How to Play the GM IPO and the Auto Industry


General Motors filed for an initial public offering of stock on Wednesday, clearing a key hurdle toward repaying taxpayers for a controversial bailout just over a year after its bankruptcy.

The initial filing with U.S. securities regulators did not say how many shares would be sold or give an expected price range for what will likely be one of the biggest IPOs ever. It filed for an IPO of up to $100 million. That does not represent the full amount that GM hopes to raise, people familiar with the situation have told Reuters. GM could raise up to $20 billion in its IPO, the people said.

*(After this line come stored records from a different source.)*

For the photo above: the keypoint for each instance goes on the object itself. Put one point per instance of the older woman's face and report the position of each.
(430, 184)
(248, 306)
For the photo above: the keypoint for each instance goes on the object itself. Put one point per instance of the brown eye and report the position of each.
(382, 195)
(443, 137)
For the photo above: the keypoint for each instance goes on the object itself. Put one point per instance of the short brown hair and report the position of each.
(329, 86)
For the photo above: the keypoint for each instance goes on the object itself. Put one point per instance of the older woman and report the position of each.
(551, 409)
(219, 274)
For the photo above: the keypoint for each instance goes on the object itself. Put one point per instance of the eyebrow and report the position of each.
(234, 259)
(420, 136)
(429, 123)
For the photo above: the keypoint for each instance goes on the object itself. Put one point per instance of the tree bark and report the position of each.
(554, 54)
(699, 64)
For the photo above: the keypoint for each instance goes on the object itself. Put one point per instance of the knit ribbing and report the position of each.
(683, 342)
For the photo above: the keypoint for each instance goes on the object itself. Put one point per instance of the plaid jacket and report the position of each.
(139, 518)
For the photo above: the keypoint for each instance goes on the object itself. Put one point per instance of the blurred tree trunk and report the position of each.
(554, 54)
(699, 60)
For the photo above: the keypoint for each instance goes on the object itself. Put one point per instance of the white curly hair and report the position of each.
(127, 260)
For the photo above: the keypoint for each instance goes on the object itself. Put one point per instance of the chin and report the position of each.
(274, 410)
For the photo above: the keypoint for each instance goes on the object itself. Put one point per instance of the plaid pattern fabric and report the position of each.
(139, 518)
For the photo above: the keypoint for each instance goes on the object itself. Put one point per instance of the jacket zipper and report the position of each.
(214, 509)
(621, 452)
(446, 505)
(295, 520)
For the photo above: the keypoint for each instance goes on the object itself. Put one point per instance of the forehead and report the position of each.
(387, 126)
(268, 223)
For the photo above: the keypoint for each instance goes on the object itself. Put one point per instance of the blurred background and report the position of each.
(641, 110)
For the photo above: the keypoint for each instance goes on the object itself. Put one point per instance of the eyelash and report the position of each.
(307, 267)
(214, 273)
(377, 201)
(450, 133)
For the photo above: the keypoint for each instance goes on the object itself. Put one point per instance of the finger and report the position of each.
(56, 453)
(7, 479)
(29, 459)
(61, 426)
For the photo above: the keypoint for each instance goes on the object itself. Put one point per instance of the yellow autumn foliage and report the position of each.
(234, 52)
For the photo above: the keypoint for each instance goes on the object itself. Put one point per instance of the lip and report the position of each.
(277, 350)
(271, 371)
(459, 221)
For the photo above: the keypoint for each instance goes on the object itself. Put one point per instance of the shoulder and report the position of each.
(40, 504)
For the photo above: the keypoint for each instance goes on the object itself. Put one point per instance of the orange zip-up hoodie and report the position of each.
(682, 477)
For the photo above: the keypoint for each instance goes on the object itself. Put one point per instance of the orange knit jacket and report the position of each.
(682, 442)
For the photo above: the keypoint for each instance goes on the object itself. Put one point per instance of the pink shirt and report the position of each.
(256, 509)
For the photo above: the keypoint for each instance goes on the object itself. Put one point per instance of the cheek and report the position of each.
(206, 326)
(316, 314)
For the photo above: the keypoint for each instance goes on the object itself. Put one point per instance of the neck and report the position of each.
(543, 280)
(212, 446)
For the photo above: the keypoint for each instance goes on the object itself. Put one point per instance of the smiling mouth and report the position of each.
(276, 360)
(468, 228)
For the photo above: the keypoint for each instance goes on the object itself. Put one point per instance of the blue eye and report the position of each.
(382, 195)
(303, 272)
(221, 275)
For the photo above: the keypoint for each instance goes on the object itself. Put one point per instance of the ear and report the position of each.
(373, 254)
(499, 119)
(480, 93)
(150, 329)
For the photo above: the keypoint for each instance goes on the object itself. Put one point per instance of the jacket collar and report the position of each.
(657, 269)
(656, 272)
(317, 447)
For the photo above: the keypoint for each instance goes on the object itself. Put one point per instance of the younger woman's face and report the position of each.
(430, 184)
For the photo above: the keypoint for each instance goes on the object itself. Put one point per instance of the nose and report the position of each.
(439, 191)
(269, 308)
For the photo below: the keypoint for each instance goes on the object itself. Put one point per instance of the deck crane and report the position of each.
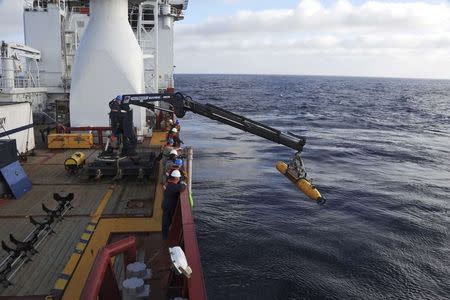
(122, 127)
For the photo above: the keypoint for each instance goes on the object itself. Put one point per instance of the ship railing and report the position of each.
(182, 233)
(79, 10)
(176, 12)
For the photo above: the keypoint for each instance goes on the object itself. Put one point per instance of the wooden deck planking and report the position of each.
(86, 198)
(38, 276)
(131, 189)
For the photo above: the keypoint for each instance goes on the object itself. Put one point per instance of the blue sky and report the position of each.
(199, 10)
(398, 38)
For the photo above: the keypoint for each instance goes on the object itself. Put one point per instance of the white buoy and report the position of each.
(108, 63)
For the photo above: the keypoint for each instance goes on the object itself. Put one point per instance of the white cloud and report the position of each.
(368, 39)
(11, 21)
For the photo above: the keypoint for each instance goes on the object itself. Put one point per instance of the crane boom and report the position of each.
(181, 104)
(121, 122)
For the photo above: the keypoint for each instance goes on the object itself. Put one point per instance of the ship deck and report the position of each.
(101, 208)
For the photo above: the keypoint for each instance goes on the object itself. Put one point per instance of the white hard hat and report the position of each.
(175, 173)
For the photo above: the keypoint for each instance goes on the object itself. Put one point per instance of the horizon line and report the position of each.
(314, 75)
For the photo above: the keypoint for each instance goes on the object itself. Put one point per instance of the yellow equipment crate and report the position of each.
(70, 141)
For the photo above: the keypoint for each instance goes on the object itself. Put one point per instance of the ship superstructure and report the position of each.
(133, 38)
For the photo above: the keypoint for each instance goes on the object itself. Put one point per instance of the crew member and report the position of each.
(176, 138)
(176, 164)
(170, 201)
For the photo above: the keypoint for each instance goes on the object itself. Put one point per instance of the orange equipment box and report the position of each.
(70, 141)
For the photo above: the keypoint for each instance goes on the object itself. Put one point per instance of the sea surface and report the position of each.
(378, 149)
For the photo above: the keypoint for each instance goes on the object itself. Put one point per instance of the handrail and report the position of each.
(196, 284)
(101, 282)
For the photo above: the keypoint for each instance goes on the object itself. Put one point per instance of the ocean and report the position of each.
(378, 149)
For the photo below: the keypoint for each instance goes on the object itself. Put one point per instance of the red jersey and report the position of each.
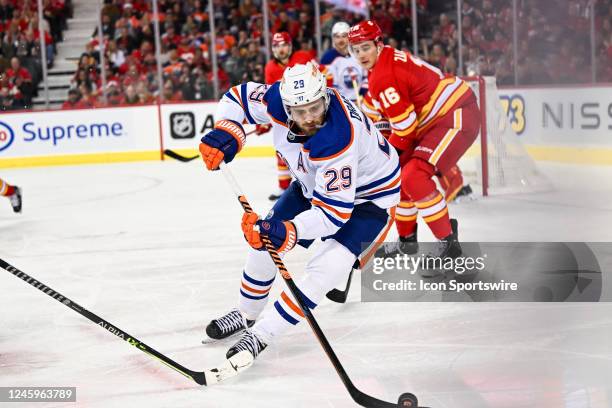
(411, 94)
(274, 69)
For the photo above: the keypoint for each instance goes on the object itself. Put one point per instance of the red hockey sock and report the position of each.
(431, 205)
(435, 213)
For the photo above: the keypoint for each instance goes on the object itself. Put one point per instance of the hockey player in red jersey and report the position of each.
(433, 121)
(284, 57)
(13, 193)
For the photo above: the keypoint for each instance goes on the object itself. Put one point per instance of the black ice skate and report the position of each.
(448, 247)
(249, 342)
(227, 325)
(15, 199)
(404, 246)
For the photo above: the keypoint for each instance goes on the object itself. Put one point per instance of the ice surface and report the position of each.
(156, 249)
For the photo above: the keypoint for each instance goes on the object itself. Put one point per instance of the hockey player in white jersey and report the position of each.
(345, 189)
(343, 70)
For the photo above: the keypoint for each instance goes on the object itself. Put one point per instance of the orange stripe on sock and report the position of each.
(250, 289)
(436, 216)
(292, 305)
(429, 203)
(318, 203)
(405, 217)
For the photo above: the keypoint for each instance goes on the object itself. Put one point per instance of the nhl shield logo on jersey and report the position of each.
(182, 125)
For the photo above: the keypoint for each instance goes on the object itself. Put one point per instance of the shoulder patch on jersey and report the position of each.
(274, 104)
(337, 135)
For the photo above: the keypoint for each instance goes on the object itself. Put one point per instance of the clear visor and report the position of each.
(310, 112)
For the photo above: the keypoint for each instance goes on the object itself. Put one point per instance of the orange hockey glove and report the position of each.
(222, 143)
(282, 234)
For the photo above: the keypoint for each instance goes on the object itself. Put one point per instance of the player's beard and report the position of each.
(307, 129)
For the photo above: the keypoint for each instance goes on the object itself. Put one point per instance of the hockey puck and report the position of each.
(407, 399)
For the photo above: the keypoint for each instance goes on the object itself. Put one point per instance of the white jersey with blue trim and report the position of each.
(347, 162)
(342, 70)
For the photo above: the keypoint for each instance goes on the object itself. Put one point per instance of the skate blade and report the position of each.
(230, 368)
(210, 340)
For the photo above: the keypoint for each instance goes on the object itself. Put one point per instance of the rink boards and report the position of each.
(571, 124)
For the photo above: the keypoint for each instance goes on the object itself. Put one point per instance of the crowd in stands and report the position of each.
(20, 47)
(553, 43)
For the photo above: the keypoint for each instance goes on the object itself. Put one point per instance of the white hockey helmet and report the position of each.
(340, 28)
(303, 84)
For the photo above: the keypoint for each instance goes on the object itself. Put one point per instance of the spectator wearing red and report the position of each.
(282, 50)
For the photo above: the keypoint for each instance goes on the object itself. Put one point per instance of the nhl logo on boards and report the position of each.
(7, 136)
(182, 125)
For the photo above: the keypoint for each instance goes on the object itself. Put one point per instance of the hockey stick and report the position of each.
(339, 296)
(359, 397)
(186, 159)
(197, 376)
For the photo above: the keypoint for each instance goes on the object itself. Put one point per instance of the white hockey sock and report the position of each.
(256, 281)
(329, 266)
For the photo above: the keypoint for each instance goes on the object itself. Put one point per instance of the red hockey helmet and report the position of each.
(364, 31)
(280, 38)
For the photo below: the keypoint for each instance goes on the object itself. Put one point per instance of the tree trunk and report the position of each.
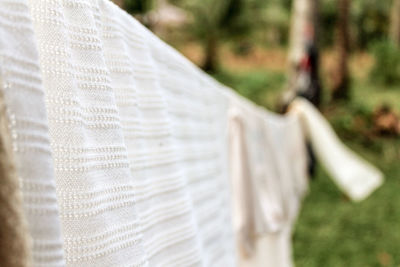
(304, 34)
(340, 88)
(395, 23)
(211, 53)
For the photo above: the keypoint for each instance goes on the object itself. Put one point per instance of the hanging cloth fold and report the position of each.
(355, 176)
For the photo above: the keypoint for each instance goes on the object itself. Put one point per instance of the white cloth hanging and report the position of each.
(355, 176)
(21, 85)
(121, 147)
(269, 180)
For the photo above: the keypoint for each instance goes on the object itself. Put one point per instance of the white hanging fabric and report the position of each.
(23, 92)
(129, 155)
(269, 180)
(355, 176)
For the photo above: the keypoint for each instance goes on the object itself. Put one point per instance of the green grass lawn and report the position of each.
(331, 230)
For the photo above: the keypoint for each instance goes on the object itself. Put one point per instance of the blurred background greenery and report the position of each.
(246, 44)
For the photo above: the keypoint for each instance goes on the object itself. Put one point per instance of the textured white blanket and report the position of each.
(122, 147)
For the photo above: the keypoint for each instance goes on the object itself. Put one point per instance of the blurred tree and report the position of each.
(340, 88)
(303, 73)
(217, 20)
(395, 23)
(140, 9)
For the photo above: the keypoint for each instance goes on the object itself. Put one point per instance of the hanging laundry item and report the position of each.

The automaker said it planned to list the shares on the New York Stock Exchange and the Toronto Stock Exchange. Trading in GM shares is expected to start between late October and the U.S. Thanksgiving holiday, which is the fourth Thursday in November, according to people involved in the process.

So what does this mean for investors?

Guy Adami, managing director at Drakon Capital, likes the GM IPO for the auto industry. He recommends looking at BorgWarner [BWA  47.07  ---  UNCH  (0)   ], which is an auto parts manufacturer based in Auburn, Hills, Mich. The stock is pushing against a 52-week high, Adami said. UBS put it on a conviction buy list. He thinks valuations are "reasonable" and being as we're in a benign tape, he thinks BWA is the way to go.

Buy Ford Motor Co. [F  12.20  ---  UNCH  (0)   ] if the share price drops to $11.50, said Pete Najarian, co-founder of optionMONSTER.com. He thinks that could happen because there is "a lot of appetite" for the GM deal. Ford's share price could fall if investors leave for GM.

What Ford has going for it that GM doesn't, said Joe Terranova, chief market strategist at Vitrus Investment Partners, is Alan R. Mulally. Adami agreed and praised the 61-year-old Ford executive.